Hybrid silicon photonics based on doped-crystalline oxides for on-chip light amplification

Abstract

Silicon photonics has been largely developed as a platform to address the future challenges in several applications including datacom, sensing or optical communications, among others. However, the properties of silicon itself is not enough to overcome all limitations in terms of speed, power consumption and scalability. New strategies have then been encouraged based on the hybrid integration of new materials in the silicon photonics platform. In this paper, we will introduce the recent advances in the hybrid integration of doped crystalline-oxides on silicon and silicon nitride waveguides. Especially, Yttria-stabilized zirconia (YSZ) with a lattice parameter compatible with the silicon lattice has been considered because it exhibits promising linear and nonlinear optical properties: low propagation loss, no two photon absorption (TPA) due to its large bandgap energy, a large transparency window from the ultraviolet to the mid-infrared and a good Kerr effect.

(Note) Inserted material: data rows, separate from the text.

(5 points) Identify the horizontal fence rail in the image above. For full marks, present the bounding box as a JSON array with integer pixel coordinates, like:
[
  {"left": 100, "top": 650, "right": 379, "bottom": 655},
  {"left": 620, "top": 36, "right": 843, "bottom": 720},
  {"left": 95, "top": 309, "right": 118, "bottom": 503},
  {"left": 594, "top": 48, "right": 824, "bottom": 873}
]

Furthermore, YSZ can be doped with many dopants to develop active photonic devices with strong second- and third-order nonlinearities and light emission. We have recently demonstrated propagation loss in YSZ waveguides as low as 2dB/cm at a wavelength of 1380 nm, a nonlinear refractive index (Kerr effect) comparable with the SiN coefficient and light amplification in Er3+ doped YSZ on SiN waveguides. The recent results are very promising to pave the way for the development of low cost and low power consumption devices.